Al llegar a su ciudad me invitó a tomar algo en su casa y la familia encantadora me invito a cenar y a quedarme a dormir y a salir de marcha con los chicos. Yo que estaba dos días dejándome llevar continué y acepte la propuesta correspondientemente agradecido. Estuvimos hasta altas horas de la noche, sentados en un boliche bebiendo cerveza negra argentina que me encanta.
Al día siguiente sin darme mucha opción me llevaron a comer a casa de la abuela, pasta casera riquísima y sin querer alargar más mi intrusismo me marche en un bus a Mendoza para llegar al concierto de Manu Chao esa mismo noche.

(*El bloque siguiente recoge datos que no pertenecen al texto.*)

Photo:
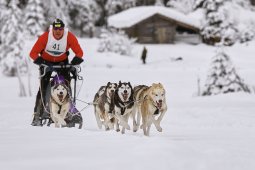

Llegué, llamé a Rober, un chico mendocino que vive en Valencia pero que ahora está aqui de visita, y le propuse ir al concierto del ex-mano negra, aceptó y allá fuimos, !Que energía de hombre! 3horas de concierto, incansable el Manu, linda experiencia.

Y nada más, ahora me estoy encargando de planear las próxima actuaciones aquí y planeando alguna excursión a las faldas de Aconcagua.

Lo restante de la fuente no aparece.